Question

A moving coil galvanometer has a coil of area $A$ and number of turns $N$. A magnetic field $B$ is applied on it. Moment of inertia of the coil is $I$ about the axis of rotation.
$\left(a\right)$ Find the torsion constant, $C$ of the spring, if a current $i_0$ produces a deflection of $\frac{\pi }{2}$ in the coil.
$\left(b\right)$ If a charge $Q$ is passed instantaneously through the coil, find the maximum angular deflection, ${\theta }_0$ in it.
$(\text{Maximum torsional energy}=\frac{1}{2}C{\theta }_0^2)$

• A. $C=\frac{N{i}_{0}AB}{\pi }$
• B. $C=\frac{2N{i}_{0}AB}{\pi }$
• C. ${\theta }_0=Q\sqrt{\frac{\pi NAB}{2i_{0}I}}$
• D. ${\theta }_0=Q\sqrt{\frac{\pi NAB}{i_{0}I}}$

Answer 1

Answer: (B), (C)

${\theta }_0=Q\sqrt{\frac{\pi NAB}{2i_{0}I}}$

$\left(a\right)$ Torque acting on the coil when angle of defection is $\frac{\pi }{2}$,

$\tau =N{i}_{0}AB\sin {90}^{\circ }=N{i}_{0}AB.....\left(1\right)$

The torsion constant of a coil is,

$C=\frac{\tau }{\theta }$

$C=\frac{N{i}_{0}AB}{\pi /2}=\frac{2N{i}_{0}AB}{\pi }.....\left(2\right)$

So, option $\left(B\right)$ is the correct option.

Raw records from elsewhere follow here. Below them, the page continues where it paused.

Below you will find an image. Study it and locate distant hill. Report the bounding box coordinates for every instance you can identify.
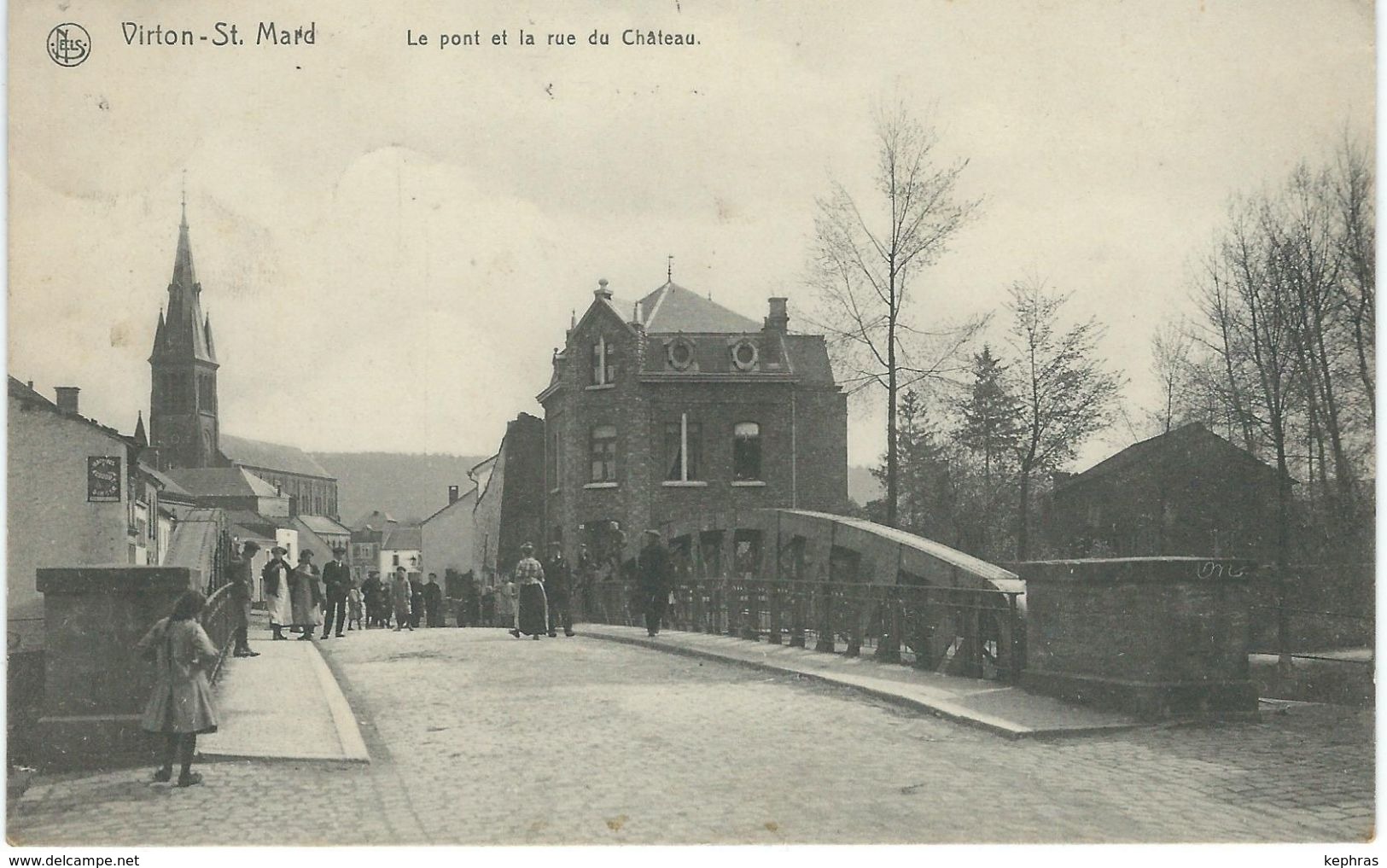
[848,464,885,506]
[312,452,488,522]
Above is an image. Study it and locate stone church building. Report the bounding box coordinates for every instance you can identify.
[149,208,337,519]
[539,280,848,557]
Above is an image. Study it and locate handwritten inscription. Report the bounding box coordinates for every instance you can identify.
[1200,560,1247,578]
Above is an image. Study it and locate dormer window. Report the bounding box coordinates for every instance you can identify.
[592,337,617,386]
[664,337,694,370]
[732,340,761,370]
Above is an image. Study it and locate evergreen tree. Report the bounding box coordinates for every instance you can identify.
[959,344,1021,488]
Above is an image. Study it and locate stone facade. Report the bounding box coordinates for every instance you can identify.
[1012,557,1256,719]
[1043,423,1276,563]
[469,413,545,586]
[539,283,848,557]
[420,488,477,575]
[38,567,204,768]
[6,377,168,653]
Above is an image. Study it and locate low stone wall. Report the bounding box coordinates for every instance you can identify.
[38,566,202,768]
[1016,557,1256,719]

$\left(b\right).$ If ${\theta }_0$ is the maximum deflection, then by conservation of energy

$\frac{1}{2}C{\theta }_0^2=\frac{1}{2}I{\omega }^2$

$\Rightarrow {\theta }_0=\sqrt{\frac{I}{C}}\times \omega .........\left(3\right)$

If $L$ is the angular momentum of the coil, then $\tau =\frac{dL}{dt}$, and equation $\left(1\right)$ can be written as

$\frac{dL}{dt}=N\frac{dQ}{dt}AB$

$\Rightarrow dL=NABdQ$

On integrating, we get

${\int }_0^{L}dL=NAB{\int }_0^{Q}dQ$

$\Rightarrow L=NABQ$

$\Rightarrow I\omega =NABQ[\because L=I\omega ]$

$\Rightarrow \omega =\frac{NABQ}{I}.......\left(4\right)$

Using equations $\left(2\right),\left(3\right)$ and $\left(4\right)$, we get

${\theta }_0=\sqrt{\frac{I}{\frac{2N{i}_{0}AB}{\pi }}}\times \frac{NABQ}{I}$

$\therefore {\theta }_0=Q\sqrt{\frac{\pi NAB}{2i_{0}I}}$

So, option $\left(C\right)$ is also correct.